The Forerunner of Text Messaging: The Telegraph
Long before the invention of cellular telephones, our forebears sent one another instant messages by telegraph. Beginning in 1846, coded messages could be sent in Canada in the Morse alphabet: a code made up of short and long impulses (also known as “dots and dashes”). These messages were transmitted over long distances by cable, using telegraph technology and simple electrical current. Unlike today’s text messages, however, messages sent by telegraph were hard to keep private. Sending a telegram required a qualified operator, who would need to transcribe the messages being sent and decode the messages received. Beginning in the 1850s, the upper middle class had become used to exchanging wishes and news by telegram. Some even enjoyed playing chess this way, sending one another telegrams indicating their last moves. It was the press, however, that would popularize the use of the telegraph, so much so that, towards the end of the 19th century, Canadians in some cities would mob telegraph offices to get the latest news, before publication of the next day’s newspaper.
In Canada, telegraph lines were strung along railways, using available electric lines.

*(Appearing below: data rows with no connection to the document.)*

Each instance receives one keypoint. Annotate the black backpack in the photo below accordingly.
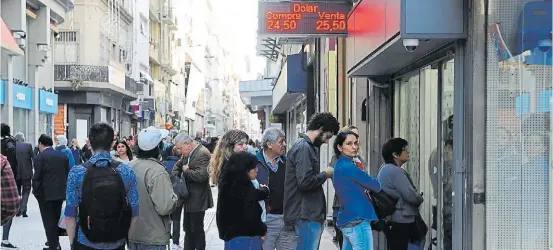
(104, 210)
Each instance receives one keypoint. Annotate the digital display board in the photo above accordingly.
(305, 18)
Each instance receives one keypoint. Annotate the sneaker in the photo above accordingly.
(8, 246)
(176, 247)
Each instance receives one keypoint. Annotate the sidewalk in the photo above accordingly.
(28, 233)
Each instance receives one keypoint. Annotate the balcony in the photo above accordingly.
(133, 86)
(168, 17)
(154, 50)
(154, 10)
(93, 78)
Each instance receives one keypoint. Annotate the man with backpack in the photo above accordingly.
(8, 149)
(49, 187)
(102, 197)
(153, 227)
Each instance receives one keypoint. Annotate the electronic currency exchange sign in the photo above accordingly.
(303, 19)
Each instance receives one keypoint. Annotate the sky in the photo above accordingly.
(239, 30)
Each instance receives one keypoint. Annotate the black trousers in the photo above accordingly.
(79, 246)
(24, 189)
(175, 218)
(50, 212)
(339, 235)
(194, 237)
(399, 235)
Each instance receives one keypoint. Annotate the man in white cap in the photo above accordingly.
(156, 193)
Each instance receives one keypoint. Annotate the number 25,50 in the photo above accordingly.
(328, 26)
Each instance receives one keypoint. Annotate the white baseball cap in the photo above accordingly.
(150, 137)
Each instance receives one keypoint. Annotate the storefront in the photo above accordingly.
(518, 129)
(48, 107)
(476, 114)
(22, 104)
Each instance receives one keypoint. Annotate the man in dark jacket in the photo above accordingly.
(271, 163)
(193, 167)
(49, 185)
(25, 155)
(8, 149)
(304, 198)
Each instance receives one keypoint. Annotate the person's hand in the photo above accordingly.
(329, 172)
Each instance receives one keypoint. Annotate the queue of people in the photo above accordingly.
(135, 194)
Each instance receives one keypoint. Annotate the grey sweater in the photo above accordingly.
(395, 182)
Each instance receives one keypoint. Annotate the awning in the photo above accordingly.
(291, 84)
(145, 76)
(8, 42)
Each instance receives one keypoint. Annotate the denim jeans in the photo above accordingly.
(244, 243)
(139, 246)
(359, 237)
(277, 236)
(308, 234)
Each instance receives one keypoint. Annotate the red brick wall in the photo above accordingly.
(59, 121)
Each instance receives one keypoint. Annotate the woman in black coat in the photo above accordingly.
(238, 210)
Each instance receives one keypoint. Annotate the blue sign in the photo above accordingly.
(22, 97)
(48, 102)
(2, 91)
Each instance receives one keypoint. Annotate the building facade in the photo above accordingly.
(473, 100)
(93, 67)
(27, 98)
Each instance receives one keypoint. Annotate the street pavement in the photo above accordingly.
(28, 233)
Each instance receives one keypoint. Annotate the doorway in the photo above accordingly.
(423, 115)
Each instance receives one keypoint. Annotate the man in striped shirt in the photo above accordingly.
(10, 198)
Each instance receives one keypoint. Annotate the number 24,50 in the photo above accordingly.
(328, 26)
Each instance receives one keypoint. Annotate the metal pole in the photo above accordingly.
(439, 147)
(458, 147)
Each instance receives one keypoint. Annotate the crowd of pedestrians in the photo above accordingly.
(133, 192)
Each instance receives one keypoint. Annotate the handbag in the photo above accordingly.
(383, 203)
(62, 225)
(179, 187)
(421, 229)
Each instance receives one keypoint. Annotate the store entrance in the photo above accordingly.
(423, 115)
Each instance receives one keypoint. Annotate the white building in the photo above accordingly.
(94, 67)
(28, 29)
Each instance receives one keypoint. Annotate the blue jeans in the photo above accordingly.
(139, 246)
(308, 234)
(277, 236)
(359, 237)
(244, 243)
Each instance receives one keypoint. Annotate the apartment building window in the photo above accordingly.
(66, 36)
(66, 47)
(144, 27)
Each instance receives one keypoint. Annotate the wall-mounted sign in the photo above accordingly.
(22, 97)
(48, 102)
(303, 19)
(2, 91)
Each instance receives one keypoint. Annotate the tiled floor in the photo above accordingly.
(28, 233)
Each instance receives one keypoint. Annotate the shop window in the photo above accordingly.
(20, 121)
(519, 85)
(364, 111)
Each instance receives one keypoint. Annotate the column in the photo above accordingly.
(38, 38)
(9, 93)
(15, 16)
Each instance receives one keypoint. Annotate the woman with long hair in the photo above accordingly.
(239, 214)
(76, 151)
(232, 141)
(124, 152)
(336, 203)
(350, 182)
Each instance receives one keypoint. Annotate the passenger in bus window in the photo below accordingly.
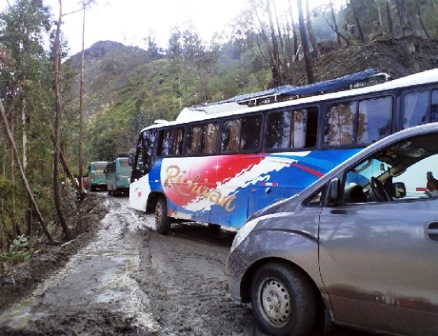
(432, 185)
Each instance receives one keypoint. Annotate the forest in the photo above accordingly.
(60, 113)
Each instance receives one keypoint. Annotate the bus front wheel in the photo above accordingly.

As a result, the Canadian Pacific Railway (CPR) company offered telegraph services. Partly thanks to the CPR, a trans-Canada telegraph line was completed in 1886 between Nova Scotia and British Columbia —one year after the completion of the transcontinental railroad, which also stretched from Nova Scotia to British Columbia. It was, in fact, via an official telegram sent on November 7, 1885 by William Cornelius Van Horne, Director General of Canadian Pacific, that Sir John A. Macdonald, then-Prime Minister of Canada, learned that the last spike had been driven into the transcontinental railroad.
The first attempt at transatlantic telecommunication occurred in 1858, but it was not until 1866 that a functional telegraph cable was permanently laid between Europe and North America. At a time when ships took more than 10 days to cross the Atlantic, telegraph messages now took, in optimal conditions, only a few minutes.
The next advance, at the beginning of the 20th century, was wireless telegraphy, invented by physicist and businessman Guglielmo Marconi (1874–1937). It would prove particularly useful for communication between ships at sea. When the Titanic sank in 1912, the transmission of an SOS message resulted in the rescue of no less than 700 passengers. From then on, seagoing vessels were obliged to use wireless telegraphy.
Closer to home, when the Empress of Ireland sank at the mouth of the St. Lawrence River on May 29, 1914, although 1,012 people perished, 465 people would be saved, thanks in part to the use of this new device. The Canadian Museum of History has many such objects in its collection, including a battery used by a telegraph on the Empress of Ireland, bearing witness to that tragedy.
Never underestimate the historical role of the telegraph!